The Victorian Government-owned utility provides water supply and sewerage services to more than 1.7 million people and 50,000 businesses in Melbourne.
It more than doubled its internal IT headcount in the nine months to July 2012 under an insourcing project led by chief information officer Leigh Berrell.
Since May, the utility has also been working to establish a private cloud environment in its two data centres — one at its Mitcham, Victoria campus and the other in Fujitsu's Noble Park facility.
Berrell told iTnews this week that it had moved seven of an unspecified number of applications to the private cloud to date, with "lots to go".
Yarra Valley Water's private cloud comprises a 16TB Oracle Exalogic elastic cloud and 200TB Exadata database machine in each of its data centres, with the machines within each facility connected via gigabit link, and data replicated across the two facilities.
Berrell said the private cloud model gave Yarra Valley Water a "pool of capability" and allowed it to clone its production environments for development and testing more efficiently.
“All of those things were sitting on different machines, Sun M-series and T-series boxes,” he explained. “There [are] certain databases associated with certain boxes.”
“So when we wanted to clone an environment and run up another reasonably quickly, like within a day, it becomes a bit bothersome, and if you’ve committed resources to applications and don’t have spare overhead sitting around, it’s difficult to spin up another environment.
“We need the ability to flush up environments quickly on either side. We’ve got a number of programs under work at any one time.

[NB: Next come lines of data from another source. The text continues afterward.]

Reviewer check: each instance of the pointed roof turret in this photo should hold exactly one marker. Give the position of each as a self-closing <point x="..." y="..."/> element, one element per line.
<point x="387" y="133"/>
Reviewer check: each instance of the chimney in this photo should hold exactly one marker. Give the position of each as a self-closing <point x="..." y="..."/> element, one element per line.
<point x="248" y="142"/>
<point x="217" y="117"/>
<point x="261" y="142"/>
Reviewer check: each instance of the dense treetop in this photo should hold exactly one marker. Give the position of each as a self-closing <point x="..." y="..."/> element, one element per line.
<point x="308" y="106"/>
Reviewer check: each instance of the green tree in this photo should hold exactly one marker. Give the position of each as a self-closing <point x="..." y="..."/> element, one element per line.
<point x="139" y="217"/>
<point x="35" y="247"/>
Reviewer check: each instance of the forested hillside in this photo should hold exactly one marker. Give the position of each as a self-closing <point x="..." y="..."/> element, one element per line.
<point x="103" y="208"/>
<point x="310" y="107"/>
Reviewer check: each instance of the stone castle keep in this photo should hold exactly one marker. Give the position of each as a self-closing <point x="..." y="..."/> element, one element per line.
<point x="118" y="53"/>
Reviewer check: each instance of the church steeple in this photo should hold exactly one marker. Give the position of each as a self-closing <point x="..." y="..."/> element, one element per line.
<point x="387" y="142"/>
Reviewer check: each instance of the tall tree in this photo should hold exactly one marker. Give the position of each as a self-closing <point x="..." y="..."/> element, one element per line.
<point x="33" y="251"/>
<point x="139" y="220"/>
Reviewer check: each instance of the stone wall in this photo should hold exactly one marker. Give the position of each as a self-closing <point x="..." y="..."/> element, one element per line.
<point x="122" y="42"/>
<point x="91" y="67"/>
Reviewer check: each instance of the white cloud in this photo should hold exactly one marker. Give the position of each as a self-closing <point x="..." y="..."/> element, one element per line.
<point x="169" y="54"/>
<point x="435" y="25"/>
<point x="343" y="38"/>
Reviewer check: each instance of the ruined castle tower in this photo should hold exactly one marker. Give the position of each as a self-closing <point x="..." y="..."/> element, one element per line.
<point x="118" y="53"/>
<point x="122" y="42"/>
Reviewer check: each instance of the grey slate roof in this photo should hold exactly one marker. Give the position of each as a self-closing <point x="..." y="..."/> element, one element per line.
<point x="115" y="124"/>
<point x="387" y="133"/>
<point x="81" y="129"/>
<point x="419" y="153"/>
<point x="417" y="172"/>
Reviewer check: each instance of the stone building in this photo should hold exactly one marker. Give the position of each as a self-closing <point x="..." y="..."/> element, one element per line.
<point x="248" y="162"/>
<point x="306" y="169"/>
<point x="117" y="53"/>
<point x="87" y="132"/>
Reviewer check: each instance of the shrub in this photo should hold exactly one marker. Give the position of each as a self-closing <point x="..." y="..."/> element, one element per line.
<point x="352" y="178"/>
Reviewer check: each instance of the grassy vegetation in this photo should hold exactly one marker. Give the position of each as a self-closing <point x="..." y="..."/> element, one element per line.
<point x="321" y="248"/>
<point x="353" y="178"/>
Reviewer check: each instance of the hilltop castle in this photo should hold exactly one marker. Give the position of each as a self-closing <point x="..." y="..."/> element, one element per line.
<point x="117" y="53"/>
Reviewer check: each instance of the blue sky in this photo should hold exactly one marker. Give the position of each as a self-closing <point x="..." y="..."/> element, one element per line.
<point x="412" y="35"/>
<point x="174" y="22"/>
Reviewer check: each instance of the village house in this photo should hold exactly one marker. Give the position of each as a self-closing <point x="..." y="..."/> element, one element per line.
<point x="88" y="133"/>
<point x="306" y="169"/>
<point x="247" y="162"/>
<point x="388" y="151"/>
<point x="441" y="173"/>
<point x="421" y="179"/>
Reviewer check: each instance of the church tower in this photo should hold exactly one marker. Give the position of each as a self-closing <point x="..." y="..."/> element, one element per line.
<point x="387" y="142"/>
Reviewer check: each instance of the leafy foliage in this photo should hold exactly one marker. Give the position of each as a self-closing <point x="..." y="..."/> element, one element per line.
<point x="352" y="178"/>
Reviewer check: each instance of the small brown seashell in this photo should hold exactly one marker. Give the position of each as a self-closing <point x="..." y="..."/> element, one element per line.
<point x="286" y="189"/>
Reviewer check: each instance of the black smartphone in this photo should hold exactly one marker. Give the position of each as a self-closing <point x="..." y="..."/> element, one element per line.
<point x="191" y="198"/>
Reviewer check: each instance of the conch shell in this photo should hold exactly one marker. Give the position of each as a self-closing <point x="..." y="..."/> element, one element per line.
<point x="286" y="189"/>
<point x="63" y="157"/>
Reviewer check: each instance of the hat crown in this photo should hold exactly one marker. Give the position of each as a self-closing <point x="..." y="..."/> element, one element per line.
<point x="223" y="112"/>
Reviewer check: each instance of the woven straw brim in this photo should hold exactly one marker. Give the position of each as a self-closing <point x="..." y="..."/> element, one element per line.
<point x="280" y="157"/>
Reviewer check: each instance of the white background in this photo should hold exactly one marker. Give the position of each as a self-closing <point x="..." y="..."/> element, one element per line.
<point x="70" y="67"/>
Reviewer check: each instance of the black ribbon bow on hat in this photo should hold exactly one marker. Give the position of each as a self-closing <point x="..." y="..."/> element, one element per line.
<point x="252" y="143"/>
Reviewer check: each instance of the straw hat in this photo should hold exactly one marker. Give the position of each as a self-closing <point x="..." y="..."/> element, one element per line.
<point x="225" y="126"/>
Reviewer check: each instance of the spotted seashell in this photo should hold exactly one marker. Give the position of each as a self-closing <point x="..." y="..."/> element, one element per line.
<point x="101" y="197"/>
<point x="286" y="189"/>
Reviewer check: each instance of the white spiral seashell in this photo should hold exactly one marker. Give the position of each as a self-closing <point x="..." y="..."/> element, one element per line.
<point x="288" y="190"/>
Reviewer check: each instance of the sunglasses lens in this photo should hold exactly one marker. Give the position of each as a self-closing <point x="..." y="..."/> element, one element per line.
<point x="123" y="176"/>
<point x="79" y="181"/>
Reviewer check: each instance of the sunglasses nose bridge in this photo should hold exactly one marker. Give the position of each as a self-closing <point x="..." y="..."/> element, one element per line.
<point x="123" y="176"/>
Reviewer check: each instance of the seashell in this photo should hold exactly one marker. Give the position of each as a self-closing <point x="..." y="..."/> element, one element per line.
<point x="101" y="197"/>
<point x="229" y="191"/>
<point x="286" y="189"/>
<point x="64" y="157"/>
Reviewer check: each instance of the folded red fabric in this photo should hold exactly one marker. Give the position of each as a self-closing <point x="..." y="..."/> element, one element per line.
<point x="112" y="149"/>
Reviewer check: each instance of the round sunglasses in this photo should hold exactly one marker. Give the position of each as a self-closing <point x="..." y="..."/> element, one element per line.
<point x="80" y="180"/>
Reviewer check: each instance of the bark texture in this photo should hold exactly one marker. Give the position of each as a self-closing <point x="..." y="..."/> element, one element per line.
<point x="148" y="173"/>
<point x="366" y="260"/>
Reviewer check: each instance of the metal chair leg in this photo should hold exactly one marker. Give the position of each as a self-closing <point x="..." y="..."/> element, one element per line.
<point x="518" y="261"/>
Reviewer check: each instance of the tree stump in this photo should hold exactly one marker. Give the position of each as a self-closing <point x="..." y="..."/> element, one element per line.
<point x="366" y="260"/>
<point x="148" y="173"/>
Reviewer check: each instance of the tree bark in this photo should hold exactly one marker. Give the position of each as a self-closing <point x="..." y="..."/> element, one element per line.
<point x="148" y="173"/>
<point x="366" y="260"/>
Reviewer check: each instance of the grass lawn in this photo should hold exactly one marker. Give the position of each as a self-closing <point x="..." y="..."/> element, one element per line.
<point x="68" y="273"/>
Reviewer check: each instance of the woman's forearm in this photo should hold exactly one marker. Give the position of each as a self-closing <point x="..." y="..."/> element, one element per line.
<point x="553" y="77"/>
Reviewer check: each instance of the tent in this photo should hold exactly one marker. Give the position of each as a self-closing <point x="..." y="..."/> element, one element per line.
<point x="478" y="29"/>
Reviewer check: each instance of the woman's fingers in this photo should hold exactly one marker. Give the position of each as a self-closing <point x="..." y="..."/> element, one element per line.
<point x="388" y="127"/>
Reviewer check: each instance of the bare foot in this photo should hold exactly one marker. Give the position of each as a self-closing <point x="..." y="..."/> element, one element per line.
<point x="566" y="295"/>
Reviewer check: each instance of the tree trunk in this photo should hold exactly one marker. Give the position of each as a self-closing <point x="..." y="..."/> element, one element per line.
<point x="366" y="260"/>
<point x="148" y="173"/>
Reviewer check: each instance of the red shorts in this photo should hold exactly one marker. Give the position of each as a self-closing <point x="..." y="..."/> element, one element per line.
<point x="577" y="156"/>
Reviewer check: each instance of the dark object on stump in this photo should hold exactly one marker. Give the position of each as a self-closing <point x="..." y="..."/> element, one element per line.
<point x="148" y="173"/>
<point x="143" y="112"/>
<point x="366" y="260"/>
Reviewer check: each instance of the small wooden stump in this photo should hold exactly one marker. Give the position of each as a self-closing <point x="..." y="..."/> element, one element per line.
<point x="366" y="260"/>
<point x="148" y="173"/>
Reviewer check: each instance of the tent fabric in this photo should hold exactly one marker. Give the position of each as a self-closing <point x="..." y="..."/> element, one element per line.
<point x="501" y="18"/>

“What [the private cloud model has] done is give us a lot more agility than we used to to have. We’re quicker and better at responding to our business needs and internal needs, and for me that’s what the private cloud is all about."
Although other organisations have combined infrastructure migration projects with moves to rationalise applications, Berrell said Yarra Valley Water would deal with its applications when convenient.
“We are moving [applications] when it's convenient — when they are undergoing upgrades, their hardware comes to end-of-life, or there is some other reason to shift them – rather than trying to move them in a hurry,” he told iTnews.
“It could take quite a while to finish, based on this approach. We are not using this as a rationalisation exercise – we rationalise based on business need rather than being driven by IT.”
Berrell noted that the new infrastructure also improved system performance, slashing overnight batch processing times from 14 hours to 3 hours and cutting call centre handling times.
“For the 100 or so people in our call centre, their average handling time reduced 20 seconds per phone call,” he said. “We didn’t change code or speed or anything up other than just put it on new boxes. They were 20 seconds quicker on the call not having to wait for system lag.
“We don’t have a night shift anymore, and [the improved infrastructure] gives us the capacity to make changes late at night. We can finish off the batch process and implement change; the only time we could do that previously was on the weekend.”